Installing IBM Spectrum Conductor to a shared environment

When you install to a shared environment, you install IBM® Spectrum Conductor once on a shared file system (such as IBM Spectrum Scale™) that every host in the cluster shares and to which every host has access.

  • Install the shared file system in your environment. For shared storage, you can use IBM Spectrum Scale.

    If you are going to set up a shared directory for failover that uses a different location or file system, then you have to manually create an environment file so that you can source the compute host environment separately.

  • IBM Spectrum Conductor that is installed to a shared environment does not support a mixed cluster that uses both Linux and Linux on POWER.
  • Install cURL 7.28 or higher for Elastic Stack on all management hosts, and all hosts that will be used to run notebooks.
  • (Optional) The ServiceDirector and WebServiceGateway services are, by default, set to start manually.

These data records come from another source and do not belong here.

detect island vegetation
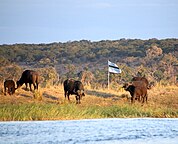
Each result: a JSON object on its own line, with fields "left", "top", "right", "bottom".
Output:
{"left": 0, "top": 38, "right": 178, "bottom": 120}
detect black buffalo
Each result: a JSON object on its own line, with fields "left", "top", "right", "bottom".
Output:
{"left": 17, "top": 70, "right": 39, "bottom": 91}
{"left": 64, "top": 79, "right": 85, "bottom": 104}
{"left": 123, "top": 81, "right": 148, "bottom": 104}
{"left": 4, "top": 79, "right": 16, "bottom": 95}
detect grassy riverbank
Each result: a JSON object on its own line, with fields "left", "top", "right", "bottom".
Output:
{"left": 0, "top": 84, "right": 178, "bottom": 121}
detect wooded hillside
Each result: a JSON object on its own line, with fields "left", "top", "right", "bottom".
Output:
{"left": 0, "top": 38, "right": 178, "bottom": 88}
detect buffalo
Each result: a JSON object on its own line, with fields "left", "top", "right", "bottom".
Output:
{"left": 123, "top": 82, "right": 148, "bottom": 104}
{"left": 64, "top": 79, "right": 85, "bottom": 104}
{"left": 126, "top": 76, "right": 150, "bottom": 103}
{"left": 4, "top": 79, "right": 16, "bottom": 95}
{"left": 17, "top": 70, "right": 39, "bottom": 91}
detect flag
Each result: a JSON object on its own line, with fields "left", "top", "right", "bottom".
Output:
{"left": 108, "top": 60, "right": 121, "bottom": 74}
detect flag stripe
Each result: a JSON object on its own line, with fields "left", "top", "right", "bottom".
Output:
{"left": 109, "top": 67, "right": 121, "bottom": 73}
{"left": 108, "top": 65, "right": 120, "bottom": 70}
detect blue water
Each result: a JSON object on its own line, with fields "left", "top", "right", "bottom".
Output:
{"left": 0, "top": 118, "right": 178, "bottom": 144}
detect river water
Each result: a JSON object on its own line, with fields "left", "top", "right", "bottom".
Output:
{"left": 0, "top": 118, "right": 178, "bottom": 144}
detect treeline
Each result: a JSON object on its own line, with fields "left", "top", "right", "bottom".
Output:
{"left": 0, "top": 38, "right": 178, "bottom": 88}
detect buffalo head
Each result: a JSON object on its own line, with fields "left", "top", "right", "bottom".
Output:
{"left": 77, "top": 90, "right": 85, "bottom": 97}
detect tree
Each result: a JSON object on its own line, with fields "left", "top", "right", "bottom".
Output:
{"left": 146, "top": 45, "right": 163, "bottom": 59}
{"left": 160, "top": 53, "right": 177, "bottom": 83}
{"left": 78, "top": 69, "right": 94, "bottom": 85}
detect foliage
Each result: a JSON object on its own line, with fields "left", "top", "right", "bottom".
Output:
{"left": 0, "top": 102, "right": 177, "bottom": 121}
{"left": 0, "top": 38, "right": 178, "bottom": 87}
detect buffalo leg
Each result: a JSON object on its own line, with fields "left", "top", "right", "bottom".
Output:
{"left": 131, "top": 94, "right": 136, "bottom": 103}
{"left": 145, "top": 94, "right": 148, "bottom": 103}
{"left": 75, "top": 96, "right": 81, "bottom": 104}
{"left": 75, "top": 96, "right": 78, "bottom": 104}
{"left": 36, "top": 83, "right": 38, "bottom": 90}
{"left": 139, "top": 96, "right": 143, "bottom": 103}
{"left": 67, "top": 93, "right": 70, "bottom": 101}
{"left": 4, "top": 86, "right": 7, "bottom": 95}
{"left": 138, "top": 95, "right": 141, "bottom": 102}
{"left": 25, "top": 83, "right": 28, "bottom": 90}
{"left": 64, "top": 91, "right": 70, "bottom": 101}
{"left": 29, "top": 83, "right": 32, "bottom": 91}
{"left": 142, "top": 95, "right": 146, "bottom": 104}
{"left": 9, "top": 87, "right": 13, "bottom": 95}
{"left": 12, "top": 87, "right": 15, "bottom": 95}
{"left": 64, "top": 91, "right": 67, "bottom": 99}
{"left": 33, "top": 83, "right": 36, "bottom": 90}
{"left": 78, "top": 96, "right": 81, "bottom": 104}
{"left": 131, "top": 97, "right": 133, "bottom": 103}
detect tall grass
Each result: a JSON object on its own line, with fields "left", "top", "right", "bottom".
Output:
{"left": 0, "top": 102, "right": 178, "bottom": 121}
{"left": 0, "top": 84, "right": 178, "bottom": 121}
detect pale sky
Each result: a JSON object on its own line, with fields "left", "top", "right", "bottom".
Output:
{"left": 0, "top": 0, "right": 178, "bottom": 44}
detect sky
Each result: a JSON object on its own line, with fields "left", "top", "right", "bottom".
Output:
{"left": 0, "top": 0, "right": 178, "bottom": 44}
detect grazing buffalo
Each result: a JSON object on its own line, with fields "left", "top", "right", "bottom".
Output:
{"left": 123, "top": 82, "right": 148, "bottom": 104}
{"left": 64, "top": 79, "right": 85, "bottom": 104}
{"left": 17, "top": 70, "right": 39, "bottom": 91}
{"left": 4, "top": 80, "right": 16, "bottom": 95}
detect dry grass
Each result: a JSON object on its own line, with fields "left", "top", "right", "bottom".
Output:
{"left": 148, "top": 85, "right": 178, "bottom": 109}
{"left": 0, "top": 83, "right": 178, "bottom": 120}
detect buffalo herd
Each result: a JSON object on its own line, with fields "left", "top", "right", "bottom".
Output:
{"left": 4, "top": 70, "right": 39, "bottom": 96}
{"left": 3, "top": 69, "right": 152, "bottom": 104}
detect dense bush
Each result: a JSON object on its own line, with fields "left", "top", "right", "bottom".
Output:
{"left": 0, "top": 38, "right": 178, "bottom": 87}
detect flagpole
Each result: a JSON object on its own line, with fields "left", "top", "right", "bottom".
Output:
{"left": 108, "top": 71, "right": 110, "bottom": 89}
{"left": 108, "top": 60, "right": 110, "bottom": 90}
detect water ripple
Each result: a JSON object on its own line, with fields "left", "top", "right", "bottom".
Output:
{"left": 0, "top": 118, "right": 178, "bottom": 144}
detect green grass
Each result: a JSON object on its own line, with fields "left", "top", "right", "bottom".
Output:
{"left": 0, "top": 84, "right": 177, "bottom": 121}
{"left": 1, "top": 103, "right": 178, "bottom": 121}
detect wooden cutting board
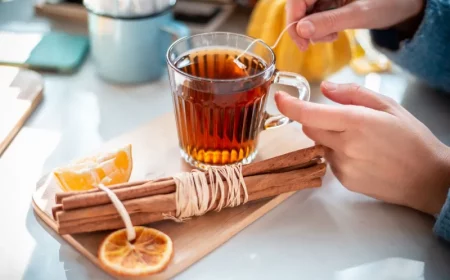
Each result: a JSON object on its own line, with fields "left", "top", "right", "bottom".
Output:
{"left": 32, "top": 113, "right": 315, "bottom": 279}
{"left": 0, "top": 66, "right": 43, "bottom": 156}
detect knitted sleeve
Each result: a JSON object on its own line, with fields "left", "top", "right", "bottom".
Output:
{"left": 433, "top": 189, "right": 450, "bottom": 242}
{"left": 370, "top": 0, "right": 450, "bottom": 92}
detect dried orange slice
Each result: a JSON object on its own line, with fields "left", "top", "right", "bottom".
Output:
{"left": 99, "top": 226, "right": 173, "bottom": 277}
{"left": 53, "top": 144, "right": 133, "bottom": 192}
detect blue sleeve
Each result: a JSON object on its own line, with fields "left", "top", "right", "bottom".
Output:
{"left": 369, "top": 0, "right": 450, "bottom": 241}
{"left": 434, "top": 189, "right": 450, "bottom": 242}
{"left": 370, "top": 0, "right": 450, "bottom": 92}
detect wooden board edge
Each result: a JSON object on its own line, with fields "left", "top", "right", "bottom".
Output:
{"left": 0, "top": 88, "right": 43, "bottom": 156}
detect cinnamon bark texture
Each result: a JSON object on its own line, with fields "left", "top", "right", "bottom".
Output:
{"left": 54, "top": 145, "right": 326, "bottom": 235}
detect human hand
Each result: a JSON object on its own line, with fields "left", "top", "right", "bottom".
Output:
{"left": 275, "top": 82, "right": 450, "bottom": 215}
{"left": 286, "top": 0, "right": 424, "bottom": 50}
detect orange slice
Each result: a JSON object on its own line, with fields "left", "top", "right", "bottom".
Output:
{"left": 53, "top": 144, "right": 133, "bottom": 192}
{"left": 99, "top": 226, "right": 173, "bottom": 277}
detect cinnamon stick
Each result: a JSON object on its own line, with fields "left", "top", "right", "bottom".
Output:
{"left": 58, "top": 212, "right": 170, "bottom": 235}
{"left": 52, "top": 205, "right": 63, "bottom": 220}
{"left": 56, "top": 164, "right": 326, "bottom": 235}
{"left": 55, "top": 177, "right": 173, "bottom": 203}
{"left": 241, "top": 145, "right": 324, "bottom": 176}
{"left": 247, "top": 178, "right": 321, "bottom": 201}
{"left": 57, "top": 178, "right": 321, "bottom": 235}
{"left": 58, "top": 146, "right": 325, "bottom": 211}
{"left": 61, "top": 179, "right": 175, "bottom": 211}
{"left": 55, "top": 180, "right": 148, "bottom": 204}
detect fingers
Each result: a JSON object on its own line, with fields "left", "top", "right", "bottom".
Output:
{"left": 297, "top": 1, "right": 381, "bottom": 40}
{"left": 311, "top": 33, "right": 338, "bottom": 44}
{"left": 275, "top": 91, "right": 356, "bottom": 131}
{"left": 321, "top": 81, "right": 399, "bottom": 113}
{"left": 287, "top": 0, "right": 316, "bottom": 51}
{"left": 302, "top": 126, "right": 342, "bottom": 151}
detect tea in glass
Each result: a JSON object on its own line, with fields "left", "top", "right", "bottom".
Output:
{"left": 167, "top": 33, "right": 310, "bottom": 169}
{"left": 173, "top": 48, "right": 271, "bottom": 166}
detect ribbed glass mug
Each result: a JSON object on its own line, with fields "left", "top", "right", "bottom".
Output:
{"left": 166, "top": 32, "right": 310, "bottom": 169}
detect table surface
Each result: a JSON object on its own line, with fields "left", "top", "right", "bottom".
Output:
{"left": 1, "top": 6, "right": 450, "bottom": 280}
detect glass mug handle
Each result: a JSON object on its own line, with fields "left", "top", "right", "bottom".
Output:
{"left": 264, "top": 71, "right": 311, "bottom": 129}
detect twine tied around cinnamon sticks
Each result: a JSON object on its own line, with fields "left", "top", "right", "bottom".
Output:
{"left": 52, "top": 145, "right": 327, "bottom": 236}
{"left": 166, "top": 164, "right": 248, "bottom": 222}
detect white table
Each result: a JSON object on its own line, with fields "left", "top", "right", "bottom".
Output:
{"left": 1, "top": 7, "right": 450, "bottom": 280}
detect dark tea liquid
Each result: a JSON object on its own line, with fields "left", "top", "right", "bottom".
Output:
{"left": 172, "top": 48, "right": 271, "bottom": 166}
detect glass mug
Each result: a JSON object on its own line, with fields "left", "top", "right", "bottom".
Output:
{"left": 166, "top": 32, "right": 310, "bottom": 169}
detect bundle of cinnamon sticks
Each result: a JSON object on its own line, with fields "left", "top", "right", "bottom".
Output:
{"left": 53, "top": 145, "right": 326, "bottom": 235}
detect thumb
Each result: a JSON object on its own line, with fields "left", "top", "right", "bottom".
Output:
{"left": 320, "top": 81, "right": 398, "bottom": 112}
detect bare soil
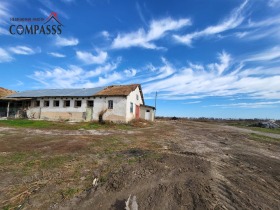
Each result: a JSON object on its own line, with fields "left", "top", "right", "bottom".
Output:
{"left": 0, "top": 120, "right": 279, "bottom": 210}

If you plan to use these services on a management host, you must manually start them after installation. To start the ServiceDirector service, the management host must use glibc version 2.14 or higher.
Follow these steps to install IBM Spectrum Conductor to a shared file system. For this installation, you install IBM Spectrum Conductor once on a host and configure the setup for the different hosts in your cluster.

For production clusters, log in with root or sudo to root permission. For evaluation clusters you can install as any user, who becomes the cluster administrator. If you install as non root, every execution user that is specified must be the Cluster Administrator.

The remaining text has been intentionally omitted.